Respondent argues that we should grant both of her motions to dismiss these two cases because neither of the respective petitioners complies with Rule 34 in that both fail to allege any justiciable errors in respondent's determinations or to allege any facts in support of any alleged errors. We agree that neither petitioner in these cases has alleged a single justiciable error in his or her petition. Clearly, the mere denial of the Commissioner's determination, without more, does not adequately raise a factual issue under our Rules. Scherping v. Commissioner [84-2 USTC ╤ 9909], 747 F.2d 478 (8th Cir. 1984), affg. an unpublished order of this Court; Jarvis v. Commissioner [Dec. 38,959], 78 T.C. 646, 658 (1982).

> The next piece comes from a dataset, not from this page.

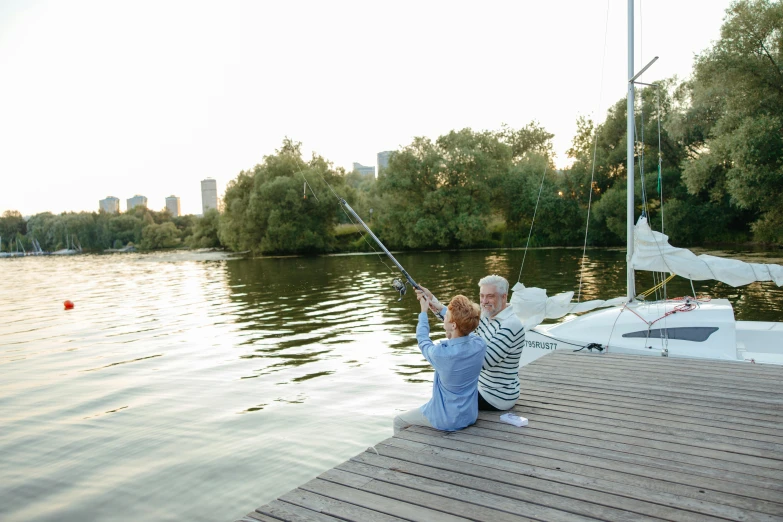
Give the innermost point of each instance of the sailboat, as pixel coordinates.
(685, 327)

The determinations made by respondent in a notice of deficiency are presumed to be correct. Rule 142(a); Welch v. Helvering [3 USTC ╤ 1164], 290 U.S. 111 (1933). Furthermore, any issue not raised in the pleadings is presumed to be conceded. Rule 34(b)(4); Jarvis v. Commissioner, supra; Gordon v. Commissioner [Dec. 36,748], 73 T.C. 736 (1980). Accordingly, because neither petitioner has raised any justiciable facts or issues in his or her petition, we will grant respondent's motions to dismiss these cases. See Klein v. Commissioner [Dec. 27,664], 45 T.C. 308 (1965); Goldsmith v. Commissioner [Dec. 23,205], 31 T.C. 56 (1958); Weinstein v. Commissioner [Dec. 22,638], 29 T.C. 142 (1957).
To reflect the foregoing,
An appropriate order of dismissal and decision will be entered in each case.